It is time to say goodbye to an epic survivor. The longest-lived spider ever recorded posthumously smashed her way into the record books, despite having been slain by her mortal enemy last year. Where the previous record-holder was just 28, the female Gaius villosus, a type of trapdoor spider, was 43 when she died.
Most classes of animals live longer in captivity than in the wild, but trapdoor spiders are not popular pets. The individual in question lived in the Western Australian Wheatbelt, known only as Number 16. Number 16 was recorded by “Lady of Spiders" Dr Barbara York Main as a new hatched spiderling in 1974 in the first year of a groundbreaking annual study of spider populations in the area.
York Main recently retired, but Leanda Mason, a PhD student at Curtin University is keeping the study going, telling IFLScience that York Main "inspidered her". After recording the recent death of Number 16 at the ovipositor of a parasitic wasp, Mason realized the victim's impressive age, and published a report in Pacific Conservation Biology.
“Through Barbara’s detailed research, we were able to determine that the extensive lifespan of the trapdoor spider is due to their life-history traits, including how they live in uncleared, native bushland, their sedentary nature, and low metabolisms,” Mason said in a statement.
Like other trapdoor spiders, Gaius villosus establish a burrow and only leave under the most extreme circumstances. Mason told IFLScience they wait at the mouth of the burrow at dawn and dusk until a passing insect or even small lizard triggers the lines they lay around their burrow, at which point the spider pounces.
At other times they live in their burrows, which remain cool and humid even in the fierce summer heat. Some species have trapdoors that fit so snugly they can keep out floods. It's not a very demanding lifestyle. Indeed, Mason said, it is the cool burrow conditions that make them such attractive prey for the wasps, increasing the chance the parasitic egg will hatch.
Males have shorter life expectancies, Mason explained, leaving their burrows at 5-7 years old to search for mates, and dying soon after. Mason expects that, on a complete examination of the data, she will find other venerably aged females, but has not yet done so.

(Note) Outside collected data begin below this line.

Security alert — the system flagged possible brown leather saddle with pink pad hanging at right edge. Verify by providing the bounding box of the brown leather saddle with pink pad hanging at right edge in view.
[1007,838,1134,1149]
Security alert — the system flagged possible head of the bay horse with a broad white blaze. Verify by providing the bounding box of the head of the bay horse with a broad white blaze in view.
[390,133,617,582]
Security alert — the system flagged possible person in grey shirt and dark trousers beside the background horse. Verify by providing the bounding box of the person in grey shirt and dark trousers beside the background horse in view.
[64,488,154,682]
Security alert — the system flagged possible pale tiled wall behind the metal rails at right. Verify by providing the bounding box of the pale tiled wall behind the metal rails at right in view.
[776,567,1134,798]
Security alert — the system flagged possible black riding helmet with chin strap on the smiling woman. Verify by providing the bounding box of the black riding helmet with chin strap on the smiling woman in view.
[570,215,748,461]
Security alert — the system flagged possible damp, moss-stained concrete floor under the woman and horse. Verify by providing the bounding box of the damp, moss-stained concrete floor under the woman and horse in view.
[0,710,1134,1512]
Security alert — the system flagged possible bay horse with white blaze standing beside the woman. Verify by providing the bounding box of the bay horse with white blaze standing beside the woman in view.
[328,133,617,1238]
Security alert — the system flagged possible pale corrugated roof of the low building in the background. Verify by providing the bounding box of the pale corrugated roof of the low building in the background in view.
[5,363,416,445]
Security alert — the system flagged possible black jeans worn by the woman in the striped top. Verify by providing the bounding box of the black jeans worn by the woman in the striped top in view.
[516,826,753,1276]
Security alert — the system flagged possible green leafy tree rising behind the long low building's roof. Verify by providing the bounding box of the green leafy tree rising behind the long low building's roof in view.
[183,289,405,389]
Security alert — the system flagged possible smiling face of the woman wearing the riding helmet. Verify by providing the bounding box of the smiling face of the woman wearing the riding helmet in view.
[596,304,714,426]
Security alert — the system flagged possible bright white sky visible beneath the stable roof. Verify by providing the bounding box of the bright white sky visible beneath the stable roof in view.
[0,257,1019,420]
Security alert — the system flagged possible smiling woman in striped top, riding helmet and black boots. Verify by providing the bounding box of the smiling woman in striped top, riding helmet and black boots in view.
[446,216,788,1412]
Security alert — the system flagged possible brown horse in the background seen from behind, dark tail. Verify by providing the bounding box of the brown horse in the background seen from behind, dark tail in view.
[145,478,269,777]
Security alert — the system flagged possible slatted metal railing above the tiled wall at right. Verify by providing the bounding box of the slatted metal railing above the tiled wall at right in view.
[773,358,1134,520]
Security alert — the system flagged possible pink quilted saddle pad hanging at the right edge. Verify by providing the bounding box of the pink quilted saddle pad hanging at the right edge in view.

As it lives in such a remote location, the species is not well enough studied to know if it is potentially dangerous to humans, but there is no record of any harm. The same cannot be said in reverse, however. “The WA Wheatbelt has been 97 percent cleared,” Mason told IFLScience. Invertebrates are so understudied it is hard to get the data to have them included on the official list of endangered species, but Mason thinks Gaius villosus would qualify.